Among the 3 subtypes of achalasia, longitudinal muscle contraction and sufficient circular muscle excitation are preserved in type II achalasia, sustaining some degree of esophageal body compression.22 Therefore, type II achalasia shows good treatment response by LES pressure reduction. On the other hand, in type III achalasia, both circular and longitudinal muscles contract, but there is severe discoordination between the 2 muscle layers.23 Interestingly, the total Eckardt score of type III achalasia was lower than the that of other types even though there was no statistical significance. Furthermore, all of them showed good response to CCB. Another study also showed that type III achalasia patients responded to neuromodulators, such as tricyclic antidepressants.24 So far, the main treatment option of type III achalasia has focused on the inhibition of the spasm,19,25 but the further large studies are needed to prove this theory.

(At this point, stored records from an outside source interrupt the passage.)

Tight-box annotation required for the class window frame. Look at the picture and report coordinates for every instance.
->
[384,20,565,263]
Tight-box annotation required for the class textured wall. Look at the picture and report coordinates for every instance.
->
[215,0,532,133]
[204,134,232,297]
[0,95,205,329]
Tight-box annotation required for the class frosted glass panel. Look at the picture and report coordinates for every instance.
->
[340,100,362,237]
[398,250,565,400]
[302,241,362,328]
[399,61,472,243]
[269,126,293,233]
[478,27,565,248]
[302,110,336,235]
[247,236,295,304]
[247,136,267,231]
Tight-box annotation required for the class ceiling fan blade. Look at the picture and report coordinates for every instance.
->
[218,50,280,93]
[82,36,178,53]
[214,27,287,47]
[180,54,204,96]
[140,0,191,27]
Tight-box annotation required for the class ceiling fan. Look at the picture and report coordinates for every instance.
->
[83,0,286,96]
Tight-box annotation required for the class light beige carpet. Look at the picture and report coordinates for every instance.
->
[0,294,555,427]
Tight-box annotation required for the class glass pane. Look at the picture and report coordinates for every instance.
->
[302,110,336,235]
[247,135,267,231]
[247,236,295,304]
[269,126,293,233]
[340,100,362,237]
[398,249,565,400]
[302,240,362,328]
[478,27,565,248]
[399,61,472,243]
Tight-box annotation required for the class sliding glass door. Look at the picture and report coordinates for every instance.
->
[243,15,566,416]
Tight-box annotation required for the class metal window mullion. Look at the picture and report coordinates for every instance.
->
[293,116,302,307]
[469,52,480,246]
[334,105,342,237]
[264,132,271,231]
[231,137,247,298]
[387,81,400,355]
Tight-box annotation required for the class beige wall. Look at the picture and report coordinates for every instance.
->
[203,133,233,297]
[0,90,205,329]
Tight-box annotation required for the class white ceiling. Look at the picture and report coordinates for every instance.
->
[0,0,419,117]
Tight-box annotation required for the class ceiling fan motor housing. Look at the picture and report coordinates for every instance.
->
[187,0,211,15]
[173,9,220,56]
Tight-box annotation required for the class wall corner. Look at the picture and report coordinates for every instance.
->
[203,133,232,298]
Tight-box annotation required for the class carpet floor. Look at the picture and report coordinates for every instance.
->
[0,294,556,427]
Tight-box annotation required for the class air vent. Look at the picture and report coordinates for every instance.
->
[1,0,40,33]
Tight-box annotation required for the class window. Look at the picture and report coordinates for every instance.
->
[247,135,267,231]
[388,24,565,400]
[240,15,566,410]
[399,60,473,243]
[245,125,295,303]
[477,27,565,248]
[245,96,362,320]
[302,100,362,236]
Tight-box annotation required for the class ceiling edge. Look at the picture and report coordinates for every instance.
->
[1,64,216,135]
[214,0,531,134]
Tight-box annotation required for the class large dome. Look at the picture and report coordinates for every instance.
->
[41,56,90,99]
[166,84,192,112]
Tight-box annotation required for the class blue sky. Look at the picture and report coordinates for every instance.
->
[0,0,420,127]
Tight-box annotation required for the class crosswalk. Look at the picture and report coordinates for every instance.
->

The limitations of this study are as follows: first, treatment options, timing of treatment and follow-up period in each patient were different because this is a retrospective study, although all the enrolled patient's symptoms were recorded by the same planned description format. Second, this study has a limitation stemming from its small sample size.
In conclusion, type II achalasia is the most common subtype in present study for the Korean population. Type I achalasia may represent a later stage of type II achalasia. Type III was rather rare, mainly found in the elderly and relatively responsive to medical therapy, and these findings suggest that it should be a different entity from those of type I and II.